Tampoco era miedoso. En una ocasión le reprendía al mítico general Tomás Pallás Sierra, medalla militar individual y fundador de la Brigada Paracaidista, que le había ordenado buscar un expediente de un año y era de otro muy distinto. Diciéndole a voces y con chulería que chocheaba y que se había equivocado de año. Y la voz ronca de Pallás le seguía gritándole a Roberto: «¡Que te estás pasando!».

Otras veces nuestro sargento se paseaba por el patio con emblemas en forma de rombo rojo y blanco muy políticamente incorrectos, más como desafío que como declaración doctrinal, sobre el parche de suboficial. Ignoro si todo le importaba un ardid por carácter o porque ya tenía diagnosticado y fechado su pase al quinto tercio, con la novia de todos. Y no era sólo el rango lo que desafiaba. A un guineano que estaba de guardia en la puerta del Cuartel Principal, la Concepción, le decía: «Menudo misionero te has papeado esta mañana, no has dejado más que el salacot». Y ante las protestas del legionario africano de guardia, ordenaba al cabo que le relevara y arrestara por hablar en su puesto.

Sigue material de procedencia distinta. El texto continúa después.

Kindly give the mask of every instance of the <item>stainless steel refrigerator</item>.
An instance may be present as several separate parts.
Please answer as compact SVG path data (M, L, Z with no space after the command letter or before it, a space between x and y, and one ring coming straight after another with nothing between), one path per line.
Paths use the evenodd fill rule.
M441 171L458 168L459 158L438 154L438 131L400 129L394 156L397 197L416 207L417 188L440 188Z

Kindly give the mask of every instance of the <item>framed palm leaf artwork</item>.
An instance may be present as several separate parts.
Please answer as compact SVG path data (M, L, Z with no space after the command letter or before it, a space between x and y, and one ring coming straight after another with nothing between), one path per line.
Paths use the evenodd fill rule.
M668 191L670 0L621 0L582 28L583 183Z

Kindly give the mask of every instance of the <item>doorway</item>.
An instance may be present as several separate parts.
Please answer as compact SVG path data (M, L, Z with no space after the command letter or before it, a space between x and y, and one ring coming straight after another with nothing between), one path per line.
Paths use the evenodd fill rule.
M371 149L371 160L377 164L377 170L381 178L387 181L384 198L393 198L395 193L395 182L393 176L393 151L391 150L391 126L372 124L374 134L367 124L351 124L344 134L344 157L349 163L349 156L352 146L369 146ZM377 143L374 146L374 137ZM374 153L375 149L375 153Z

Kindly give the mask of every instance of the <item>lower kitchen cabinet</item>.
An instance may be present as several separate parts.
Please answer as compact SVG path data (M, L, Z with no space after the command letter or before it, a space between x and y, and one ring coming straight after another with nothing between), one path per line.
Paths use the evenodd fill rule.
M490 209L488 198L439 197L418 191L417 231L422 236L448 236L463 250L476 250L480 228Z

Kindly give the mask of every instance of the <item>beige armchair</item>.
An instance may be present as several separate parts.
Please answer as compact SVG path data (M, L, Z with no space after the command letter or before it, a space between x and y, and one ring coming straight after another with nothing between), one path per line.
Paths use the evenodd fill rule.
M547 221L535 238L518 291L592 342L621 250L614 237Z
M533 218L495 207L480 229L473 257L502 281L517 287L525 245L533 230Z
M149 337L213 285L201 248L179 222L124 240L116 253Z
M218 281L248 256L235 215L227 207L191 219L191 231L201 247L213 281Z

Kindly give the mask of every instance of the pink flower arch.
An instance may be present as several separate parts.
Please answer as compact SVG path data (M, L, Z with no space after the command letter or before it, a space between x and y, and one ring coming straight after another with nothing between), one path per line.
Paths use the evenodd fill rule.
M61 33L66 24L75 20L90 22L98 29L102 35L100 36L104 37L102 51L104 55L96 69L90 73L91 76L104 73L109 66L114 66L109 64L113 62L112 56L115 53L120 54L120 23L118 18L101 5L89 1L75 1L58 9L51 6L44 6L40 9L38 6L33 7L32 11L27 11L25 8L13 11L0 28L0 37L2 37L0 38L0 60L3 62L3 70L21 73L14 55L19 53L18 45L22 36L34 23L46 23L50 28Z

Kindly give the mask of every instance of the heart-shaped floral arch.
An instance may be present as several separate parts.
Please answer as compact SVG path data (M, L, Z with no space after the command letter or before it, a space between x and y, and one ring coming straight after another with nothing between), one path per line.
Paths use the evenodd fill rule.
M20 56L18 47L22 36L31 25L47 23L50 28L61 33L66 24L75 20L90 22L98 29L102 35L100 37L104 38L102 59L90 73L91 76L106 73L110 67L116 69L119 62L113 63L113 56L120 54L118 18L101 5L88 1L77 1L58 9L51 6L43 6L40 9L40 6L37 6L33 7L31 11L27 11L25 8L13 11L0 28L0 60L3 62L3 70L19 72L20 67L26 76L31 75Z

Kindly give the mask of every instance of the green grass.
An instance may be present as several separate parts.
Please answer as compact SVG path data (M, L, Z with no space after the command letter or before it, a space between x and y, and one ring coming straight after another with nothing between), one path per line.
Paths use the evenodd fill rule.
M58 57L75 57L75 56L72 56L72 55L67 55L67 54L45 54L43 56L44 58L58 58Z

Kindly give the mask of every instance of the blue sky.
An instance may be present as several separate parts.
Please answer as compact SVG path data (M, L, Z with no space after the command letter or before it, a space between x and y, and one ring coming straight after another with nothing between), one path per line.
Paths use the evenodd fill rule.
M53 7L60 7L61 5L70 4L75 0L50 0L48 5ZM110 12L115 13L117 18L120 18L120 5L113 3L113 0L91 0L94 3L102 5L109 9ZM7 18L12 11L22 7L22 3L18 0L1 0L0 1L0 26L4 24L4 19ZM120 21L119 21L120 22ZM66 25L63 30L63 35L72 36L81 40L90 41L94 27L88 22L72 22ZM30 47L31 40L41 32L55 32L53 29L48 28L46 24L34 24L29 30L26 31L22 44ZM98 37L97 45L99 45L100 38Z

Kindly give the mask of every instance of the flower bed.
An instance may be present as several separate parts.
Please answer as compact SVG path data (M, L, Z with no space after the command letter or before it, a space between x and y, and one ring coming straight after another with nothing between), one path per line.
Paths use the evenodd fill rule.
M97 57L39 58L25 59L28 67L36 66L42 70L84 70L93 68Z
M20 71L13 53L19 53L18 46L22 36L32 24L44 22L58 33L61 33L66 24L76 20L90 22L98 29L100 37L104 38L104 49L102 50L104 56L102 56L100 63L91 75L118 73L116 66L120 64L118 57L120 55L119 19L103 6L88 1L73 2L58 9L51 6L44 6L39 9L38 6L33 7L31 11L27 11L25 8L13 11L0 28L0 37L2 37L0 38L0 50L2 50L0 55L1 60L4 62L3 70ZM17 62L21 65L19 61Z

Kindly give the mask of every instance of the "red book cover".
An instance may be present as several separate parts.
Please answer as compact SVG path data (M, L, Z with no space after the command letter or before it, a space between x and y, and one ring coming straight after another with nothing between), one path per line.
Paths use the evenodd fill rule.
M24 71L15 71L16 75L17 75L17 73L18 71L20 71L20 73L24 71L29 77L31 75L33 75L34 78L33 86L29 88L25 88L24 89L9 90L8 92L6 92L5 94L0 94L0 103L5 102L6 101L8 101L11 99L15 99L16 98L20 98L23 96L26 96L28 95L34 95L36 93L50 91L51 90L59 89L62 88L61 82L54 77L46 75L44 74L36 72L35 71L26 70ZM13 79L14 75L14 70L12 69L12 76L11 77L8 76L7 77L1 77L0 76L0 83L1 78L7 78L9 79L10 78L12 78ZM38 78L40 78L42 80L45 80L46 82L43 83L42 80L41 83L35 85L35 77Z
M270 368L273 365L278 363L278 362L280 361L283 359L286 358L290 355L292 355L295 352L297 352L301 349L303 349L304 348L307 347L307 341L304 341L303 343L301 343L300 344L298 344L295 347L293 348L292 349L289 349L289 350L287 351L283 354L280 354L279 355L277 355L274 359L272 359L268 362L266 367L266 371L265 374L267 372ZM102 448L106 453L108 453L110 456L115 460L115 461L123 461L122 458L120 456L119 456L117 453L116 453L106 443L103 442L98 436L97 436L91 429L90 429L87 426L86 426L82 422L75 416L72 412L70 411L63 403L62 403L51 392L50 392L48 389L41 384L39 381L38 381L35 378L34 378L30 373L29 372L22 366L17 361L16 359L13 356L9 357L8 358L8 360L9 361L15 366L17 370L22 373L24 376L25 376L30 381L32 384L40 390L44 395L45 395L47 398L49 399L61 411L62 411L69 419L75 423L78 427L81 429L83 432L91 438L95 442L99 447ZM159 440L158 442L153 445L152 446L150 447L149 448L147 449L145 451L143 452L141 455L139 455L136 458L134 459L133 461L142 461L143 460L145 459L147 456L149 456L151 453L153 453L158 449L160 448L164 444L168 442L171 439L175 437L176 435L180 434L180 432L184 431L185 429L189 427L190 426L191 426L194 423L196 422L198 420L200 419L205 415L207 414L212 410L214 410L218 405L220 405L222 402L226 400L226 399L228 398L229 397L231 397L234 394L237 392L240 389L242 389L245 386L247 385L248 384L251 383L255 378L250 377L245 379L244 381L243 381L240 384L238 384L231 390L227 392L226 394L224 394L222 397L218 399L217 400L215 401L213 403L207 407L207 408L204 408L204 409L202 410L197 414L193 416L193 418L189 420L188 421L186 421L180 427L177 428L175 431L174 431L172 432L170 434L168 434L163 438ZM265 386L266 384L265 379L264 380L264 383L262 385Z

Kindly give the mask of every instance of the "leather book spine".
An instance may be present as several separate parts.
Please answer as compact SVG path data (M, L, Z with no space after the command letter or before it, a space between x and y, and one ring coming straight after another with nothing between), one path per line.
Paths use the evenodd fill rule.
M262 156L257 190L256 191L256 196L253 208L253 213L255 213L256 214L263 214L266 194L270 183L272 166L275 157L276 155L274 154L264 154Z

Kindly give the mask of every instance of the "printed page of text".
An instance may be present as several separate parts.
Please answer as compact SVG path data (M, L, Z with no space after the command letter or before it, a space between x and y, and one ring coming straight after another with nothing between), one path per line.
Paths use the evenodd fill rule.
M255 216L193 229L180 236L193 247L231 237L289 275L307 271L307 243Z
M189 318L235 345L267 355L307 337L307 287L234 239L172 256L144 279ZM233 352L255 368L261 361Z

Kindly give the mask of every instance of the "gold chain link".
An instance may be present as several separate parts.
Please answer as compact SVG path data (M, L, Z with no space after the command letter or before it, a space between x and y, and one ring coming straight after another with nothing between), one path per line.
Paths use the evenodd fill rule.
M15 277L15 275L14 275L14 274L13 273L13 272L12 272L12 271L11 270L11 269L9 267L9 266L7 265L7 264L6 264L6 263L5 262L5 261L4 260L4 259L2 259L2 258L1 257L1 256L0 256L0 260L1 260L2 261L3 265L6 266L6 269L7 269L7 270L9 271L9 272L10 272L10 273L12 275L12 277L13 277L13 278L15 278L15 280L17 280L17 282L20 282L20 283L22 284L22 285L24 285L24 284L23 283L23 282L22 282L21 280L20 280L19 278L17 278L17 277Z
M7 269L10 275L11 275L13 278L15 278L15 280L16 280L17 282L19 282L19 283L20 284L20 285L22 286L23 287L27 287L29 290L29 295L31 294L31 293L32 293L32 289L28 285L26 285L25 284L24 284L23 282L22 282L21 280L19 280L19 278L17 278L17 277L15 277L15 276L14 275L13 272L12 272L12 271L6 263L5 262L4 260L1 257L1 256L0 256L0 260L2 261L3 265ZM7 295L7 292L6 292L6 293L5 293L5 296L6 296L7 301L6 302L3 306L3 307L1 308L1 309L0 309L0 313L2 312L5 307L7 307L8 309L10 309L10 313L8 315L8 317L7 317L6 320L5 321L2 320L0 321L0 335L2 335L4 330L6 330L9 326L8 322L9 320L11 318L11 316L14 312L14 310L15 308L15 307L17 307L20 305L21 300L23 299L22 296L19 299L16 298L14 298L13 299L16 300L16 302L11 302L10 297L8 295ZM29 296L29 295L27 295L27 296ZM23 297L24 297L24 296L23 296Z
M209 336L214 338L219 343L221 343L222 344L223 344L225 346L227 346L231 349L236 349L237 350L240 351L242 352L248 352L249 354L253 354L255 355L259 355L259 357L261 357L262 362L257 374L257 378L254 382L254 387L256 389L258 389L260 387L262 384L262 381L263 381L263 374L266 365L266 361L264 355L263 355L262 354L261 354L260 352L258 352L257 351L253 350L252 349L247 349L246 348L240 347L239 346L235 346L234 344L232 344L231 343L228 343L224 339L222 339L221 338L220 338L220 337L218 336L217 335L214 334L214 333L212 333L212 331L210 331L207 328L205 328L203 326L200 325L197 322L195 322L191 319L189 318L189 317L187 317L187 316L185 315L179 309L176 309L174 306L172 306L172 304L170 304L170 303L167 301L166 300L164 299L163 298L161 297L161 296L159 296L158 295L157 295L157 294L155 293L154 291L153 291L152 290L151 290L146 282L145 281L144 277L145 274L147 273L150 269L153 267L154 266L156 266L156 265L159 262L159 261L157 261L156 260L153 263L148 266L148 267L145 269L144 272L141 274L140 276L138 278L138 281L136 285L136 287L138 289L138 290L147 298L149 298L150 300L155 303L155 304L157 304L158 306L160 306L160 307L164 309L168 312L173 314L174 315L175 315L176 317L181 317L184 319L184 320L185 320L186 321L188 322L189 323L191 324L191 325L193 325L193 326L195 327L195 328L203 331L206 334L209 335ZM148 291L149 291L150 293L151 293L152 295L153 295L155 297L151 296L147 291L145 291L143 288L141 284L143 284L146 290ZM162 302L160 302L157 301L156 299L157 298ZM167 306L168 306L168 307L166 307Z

Pero Roberto, con ser peculiar, nunca llegó a los niveles de otro sargento de Caranchel, al que un día le dio el siroco, abandonó el puesto de guardia llevándose el subfusil Star y se instaló en la ventana de su casa con el arma en ristre, y cuando quisieron enviar a la guardia a buscarle, el cabo Arsenio contestó con buen juicio que para detener a un sargento hacía falta alguien de graduación superior y no era el caso. Pero como sigamos hablando de sargentos no acabamos nunca.